RSNA 2014 

Abstract Archives of the RSNA, 2014


MKS389

Reliability of sterEOS 3D Scoliosis Measurements Using a 5 Fold Reduction in Radiation

Scientific Posters

Presented on December 3, 2014
Presented as part of MKS-WEB: Musculoskeletal Wednesday Poster Discussions

Participants

Peter Newton, Abstract Co-Author: Research Grant, EOS imaging SA
Fredrick Reighard, Abstract Co-Author: Institutional Research Grant, EOS imaging SA
Quinn Colin Meisinger MD, Presenter: Nothing to Disclose
Carrie Bartley MA, Abstract Co-Author: Institutional Research Grant, EOS imaging SA
Tracey Bastrom, Abstract Co-Author: Institutional Research Grant, EOS imaging SA
Burt Yaszay, Abstract Co-Author: Institutional Research Grant, EOS imaging SA

PURPOSE

To evaluate the reliability of 3D spinal reconstructions from EOS x-rays utilizing a 5-fold reduction in radiation dosage compared to standard EOS images utilized for evaluating patients with adolescent idiopathic scoliosis (AIS).   

METHOD AND MATERIALS

After IRB approval, 30 AIS patients (20 non-op, 10 post-op) who received “standard”, biplanar, anteroposterior and lateral spine x-rays in our EOS imaging unit (~ 0.31mGy) as part of their routine care, also underwent an additional set of “microdose” EOS x-rays (~ 0.06 mGy) using a new protocol.
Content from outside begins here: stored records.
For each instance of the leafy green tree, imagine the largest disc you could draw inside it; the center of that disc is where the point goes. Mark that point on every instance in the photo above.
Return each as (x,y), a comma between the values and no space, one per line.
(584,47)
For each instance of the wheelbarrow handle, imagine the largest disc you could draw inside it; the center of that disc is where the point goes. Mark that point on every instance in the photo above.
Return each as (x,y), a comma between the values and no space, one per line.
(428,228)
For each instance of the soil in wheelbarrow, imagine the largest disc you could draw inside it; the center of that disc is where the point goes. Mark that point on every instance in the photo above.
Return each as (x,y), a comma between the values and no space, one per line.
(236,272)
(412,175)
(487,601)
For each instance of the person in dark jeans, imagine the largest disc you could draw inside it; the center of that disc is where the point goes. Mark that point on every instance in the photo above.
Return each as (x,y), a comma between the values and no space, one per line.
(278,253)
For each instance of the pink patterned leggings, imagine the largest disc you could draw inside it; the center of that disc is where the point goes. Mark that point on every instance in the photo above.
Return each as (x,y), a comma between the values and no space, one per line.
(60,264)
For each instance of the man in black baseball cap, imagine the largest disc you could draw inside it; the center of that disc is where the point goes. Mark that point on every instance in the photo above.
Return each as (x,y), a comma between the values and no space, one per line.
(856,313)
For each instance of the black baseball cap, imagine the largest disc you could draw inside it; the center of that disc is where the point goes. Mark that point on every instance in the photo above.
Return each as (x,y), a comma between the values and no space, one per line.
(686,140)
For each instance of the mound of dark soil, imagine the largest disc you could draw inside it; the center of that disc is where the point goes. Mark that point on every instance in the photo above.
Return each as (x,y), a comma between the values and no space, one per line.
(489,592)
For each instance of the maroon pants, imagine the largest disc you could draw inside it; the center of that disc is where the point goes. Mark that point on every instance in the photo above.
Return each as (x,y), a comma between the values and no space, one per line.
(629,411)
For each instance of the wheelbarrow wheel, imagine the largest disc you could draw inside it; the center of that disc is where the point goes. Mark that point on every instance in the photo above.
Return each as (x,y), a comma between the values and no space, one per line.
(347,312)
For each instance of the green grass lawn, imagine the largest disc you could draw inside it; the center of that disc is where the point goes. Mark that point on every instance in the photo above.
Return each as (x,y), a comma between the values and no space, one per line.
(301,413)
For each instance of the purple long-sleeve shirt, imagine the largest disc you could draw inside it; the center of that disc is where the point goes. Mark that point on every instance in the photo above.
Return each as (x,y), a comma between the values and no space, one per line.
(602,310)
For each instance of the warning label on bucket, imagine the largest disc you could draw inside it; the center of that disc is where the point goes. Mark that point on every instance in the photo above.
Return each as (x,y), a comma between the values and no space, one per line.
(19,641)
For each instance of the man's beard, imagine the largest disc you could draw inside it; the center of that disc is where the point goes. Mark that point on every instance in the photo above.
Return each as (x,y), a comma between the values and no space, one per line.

All subjects had a major Cobb angle greater than 20° (non-operative cohort) or a prior posterior spinal fusion with instrumentation (post-operative cohort). A single reviewer created full 3D reconstructions once of each set of images using sterEOS software. Coronal (Cobb angles), sagittal (T1-T12, T4-T12, L1-L5, L1-S1), and apical axial rotation measurements were obtained. Intraclass correlations (ICC) and the 95% confidence intervals for the differences between the standard and microdose EOS image measurements were compared.  

RESULTS

The average ICC was 0.95 for both the non- and post-operative groups (range 0.89-0.99). The calculated differences for all coronal and sagittal measurements were statistically similar in the non-operative group (p>0.05). In the post-operative group, all measurements were statistically similar, with the exception of T1-T12 kyphosis, which measured greater in the microdose x-rays (45° vs 42°, p=0.001). The error in measurement between standard and microdose images can be found in the Table.  

CONCLUSION

Good reliability was found between 3D measurements of the standard x-rays and the microdose x-rays in patients with idiopathic scoliosis. A small difference in measurements was observed for T1-T12 kyphosis in the post-operative group possibly suggesting slightly greater difficulty in visualizing the spine in patients after spinal fusion with instrumentation. Further study is underway with a goal of 30 subjects per group; however there is a strong suggestion that radiation exposure can be further reduced with EOS imaging in scoliosis patients. 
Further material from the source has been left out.